Gentile direttore,mi permetta una affettuosa tirata di orecchie al correttore di bozze di "Avvenire" che si è lasciato sfuggire un “
vox clamans (anziché
clamantis)
in deserto» nel commento di Costanza Miriano. Commento che mi ha fatto venire in mente un folgorante scambio di battute di Leo Ortolani (Ratman): «Non mi ami più come una volta». «Quale volta?». Sulle soglie del decimo anniversario di vita matrimoniale (evviva!) credo infatti che il segreto della longevità dell’amore tra marito e moglie stia nel ritenerlo una cosa assolutamente normale e che, invece, la strada maestra per bruciarlo in fretta consista nel viverlo come stato d’eccezione (e d’eccitazione) permanente.
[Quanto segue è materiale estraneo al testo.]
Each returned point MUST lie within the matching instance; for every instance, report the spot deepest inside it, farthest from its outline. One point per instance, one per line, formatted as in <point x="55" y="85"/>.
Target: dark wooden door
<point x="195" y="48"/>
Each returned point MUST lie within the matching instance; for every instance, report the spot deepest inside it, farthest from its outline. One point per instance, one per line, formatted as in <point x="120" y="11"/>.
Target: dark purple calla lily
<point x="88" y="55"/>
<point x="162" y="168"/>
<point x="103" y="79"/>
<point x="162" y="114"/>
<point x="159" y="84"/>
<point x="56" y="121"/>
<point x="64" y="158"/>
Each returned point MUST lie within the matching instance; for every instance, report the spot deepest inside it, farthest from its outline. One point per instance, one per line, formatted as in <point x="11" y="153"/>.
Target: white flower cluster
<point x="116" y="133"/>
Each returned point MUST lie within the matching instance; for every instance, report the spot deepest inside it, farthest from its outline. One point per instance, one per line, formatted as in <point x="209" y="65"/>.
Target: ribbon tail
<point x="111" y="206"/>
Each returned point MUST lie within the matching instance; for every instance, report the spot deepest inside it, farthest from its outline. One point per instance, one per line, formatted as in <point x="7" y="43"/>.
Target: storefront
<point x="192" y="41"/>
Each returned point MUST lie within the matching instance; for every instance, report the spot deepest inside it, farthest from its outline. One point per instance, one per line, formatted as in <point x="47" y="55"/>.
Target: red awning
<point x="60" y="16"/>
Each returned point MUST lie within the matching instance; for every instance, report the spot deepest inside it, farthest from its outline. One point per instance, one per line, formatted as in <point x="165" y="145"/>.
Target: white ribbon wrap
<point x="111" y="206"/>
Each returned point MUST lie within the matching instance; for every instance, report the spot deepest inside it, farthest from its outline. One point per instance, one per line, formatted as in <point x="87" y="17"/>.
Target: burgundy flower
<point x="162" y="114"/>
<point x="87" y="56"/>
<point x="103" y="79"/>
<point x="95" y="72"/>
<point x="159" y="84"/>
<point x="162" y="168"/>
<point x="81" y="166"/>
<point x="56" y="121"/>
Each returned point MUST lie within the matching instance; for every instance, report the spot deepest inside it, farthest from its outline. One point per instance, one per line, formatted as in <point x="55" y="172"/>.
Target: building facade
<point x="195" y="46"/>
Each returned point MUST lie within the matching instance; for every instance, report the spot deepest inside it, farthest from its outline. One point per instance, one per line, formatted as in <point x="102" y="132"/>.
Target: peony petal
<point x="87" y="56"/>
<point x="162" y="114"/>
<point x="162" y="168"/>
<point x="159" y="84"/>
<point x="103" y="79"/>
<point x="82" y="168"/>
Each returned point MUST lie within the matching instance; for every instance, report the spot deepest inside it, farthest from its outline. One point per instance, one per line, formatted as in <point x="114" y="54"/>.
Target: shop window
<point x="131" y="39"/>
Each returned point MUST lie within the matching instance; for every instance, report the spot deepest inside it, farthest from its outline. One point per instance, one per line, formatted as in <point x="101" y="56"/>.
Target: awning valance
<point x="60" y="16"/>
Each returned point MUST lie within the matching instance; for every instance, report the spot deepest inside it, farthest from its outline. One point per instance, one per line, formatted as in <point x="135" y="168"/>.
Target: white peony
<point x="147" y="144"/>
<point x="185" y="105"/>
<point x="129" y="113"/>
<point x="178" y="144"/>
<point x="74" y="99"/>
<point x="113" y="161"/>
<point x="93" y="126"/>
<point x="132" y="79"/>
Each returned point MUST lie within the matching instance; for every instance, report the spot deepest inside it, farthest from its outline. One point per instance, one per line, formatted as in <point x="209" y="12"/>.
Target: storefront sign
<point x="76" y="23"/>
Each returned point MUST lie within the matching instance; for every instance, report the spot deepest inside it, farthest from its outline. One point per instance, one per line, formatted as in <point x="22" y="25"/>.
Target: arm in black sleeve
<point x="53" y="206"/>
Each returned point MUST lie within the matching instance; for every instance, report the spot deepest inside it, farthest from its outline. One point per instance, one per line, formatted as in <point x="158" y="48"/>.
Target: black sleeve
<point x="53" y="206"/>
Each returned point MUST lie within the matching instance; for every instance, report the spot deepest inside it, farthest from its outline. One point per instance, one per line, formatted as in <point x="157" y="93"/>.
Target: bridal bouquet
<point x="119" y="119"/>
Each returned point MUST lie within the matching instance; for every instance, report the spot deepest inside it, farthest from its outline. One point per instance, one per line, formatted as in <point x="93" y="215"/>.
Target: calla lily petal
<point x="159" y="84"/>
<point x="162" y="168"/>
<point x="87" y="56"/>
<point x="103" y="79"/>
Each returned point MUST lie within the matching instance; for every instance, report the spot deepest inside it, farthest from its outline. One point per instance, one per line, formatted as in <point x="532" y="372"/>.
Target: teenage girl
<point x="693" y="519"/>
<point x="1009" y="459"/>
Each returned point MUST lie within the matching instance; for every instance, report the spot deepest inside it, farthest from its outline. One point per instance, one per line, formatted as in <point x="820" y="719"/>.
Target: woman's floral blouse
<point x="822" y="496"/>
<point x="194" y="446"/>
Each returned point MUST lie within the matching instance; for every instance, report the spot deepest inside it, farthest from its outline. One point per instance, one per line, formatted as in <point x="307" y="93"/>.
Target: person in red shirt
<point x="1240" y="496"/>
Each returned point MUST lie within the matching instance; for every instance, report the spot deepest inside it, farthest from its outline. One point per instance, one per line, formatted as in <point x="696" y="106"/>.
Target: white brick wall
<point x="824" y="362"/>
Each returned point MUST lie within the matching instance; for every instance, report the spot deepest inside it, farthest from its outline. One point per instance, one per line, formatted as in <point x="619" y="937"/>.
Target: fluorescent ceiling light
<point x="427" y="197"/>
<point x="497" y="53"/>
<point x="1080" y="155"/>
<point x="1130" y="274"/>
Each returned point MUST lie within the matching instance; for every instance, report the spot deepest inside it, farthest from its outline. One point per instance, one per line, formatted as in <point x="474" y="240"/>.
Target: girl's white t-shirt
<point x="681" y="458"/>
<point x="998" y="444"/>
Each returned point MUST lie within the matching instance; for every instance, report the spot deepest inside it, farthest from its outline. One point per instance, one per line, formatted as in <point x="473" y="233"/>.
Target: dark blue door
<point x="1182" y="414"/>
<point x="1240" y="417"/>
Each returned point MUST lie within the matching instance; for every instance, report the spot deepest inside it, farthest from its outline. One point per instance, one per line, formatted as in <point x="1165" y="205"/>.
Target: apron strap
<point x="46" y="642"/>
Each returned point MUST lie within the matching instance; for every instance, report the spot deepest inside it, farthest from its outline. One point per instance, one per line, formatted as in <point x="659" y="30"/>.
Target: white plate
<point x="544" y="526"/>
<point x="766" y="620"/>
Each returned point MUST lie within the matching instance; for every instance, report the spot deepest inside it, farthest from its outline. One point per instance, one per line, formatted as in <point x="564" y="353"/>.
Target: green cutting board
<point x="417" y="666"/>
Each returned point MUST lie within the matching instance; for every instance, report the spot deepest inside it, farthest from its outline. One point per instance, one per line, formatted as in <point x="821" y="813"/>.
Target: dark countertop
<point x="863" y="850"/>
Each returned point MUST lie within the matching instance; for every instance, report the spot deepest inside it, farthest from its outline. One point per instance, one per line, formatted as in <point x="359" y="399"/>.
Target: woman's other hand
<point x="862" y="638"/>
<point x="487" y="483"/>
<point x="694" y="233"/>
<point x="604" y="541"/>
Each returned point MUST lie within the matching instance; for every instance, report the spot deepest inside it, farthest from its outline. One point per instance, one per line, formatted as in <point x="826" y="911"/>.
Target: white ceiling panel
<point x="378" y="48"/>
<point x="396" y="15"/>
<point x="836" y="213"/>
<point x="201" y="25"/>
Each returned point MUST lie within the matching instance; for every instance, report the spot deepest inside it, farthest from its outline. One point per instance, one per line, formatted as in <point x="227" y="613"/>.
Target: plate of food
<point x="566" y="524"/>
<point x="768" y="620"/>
Raffaele Ferro, TrentoÈ una questione mille volte riproposta, gentile e caro amico. Ha ragione: l’errore c’è rispetto al testo evangelico (cfr. Giovanni 1, 23) che usa il genitivo: «Voce di uno che grida (chiama): nel deserto...». Ma l’espressione in sé – «voce che grida (chiama) nel deserto» – non è errata ed è anche piuttosto ricorrente (ogni volta, o quasi, con dibattito...). Mi fermo qui, e spero di non essermi infilato in un ginepraio. Quanto a come vivere bene il matrimonio, trovo prezioso ogni parere, ogni esperienza. E so, perché lo continuo a sperimentare, che ciascuno di noi anche quando condivide, cristianamente e civilmente, l’idea di fondo del matrimonio ha sempre da obiettare o da aggiungere qualcosa a ciò che un altro o un’altra afferma. Siamo diversi, grazie a Dio. Ed è questa nostra diversità che ci scomoda e ci avvicina nel normale, straordinario cammino d’ogni giorno insieme. Perché l’eccitazione (comunque è sempre eccezionale) che sta all’inizio d’ogni storia che tende al «per sempre» è – come ha scritto Costanza Miriano lo scorso 14 febbraio – «solo una parte dell’amore».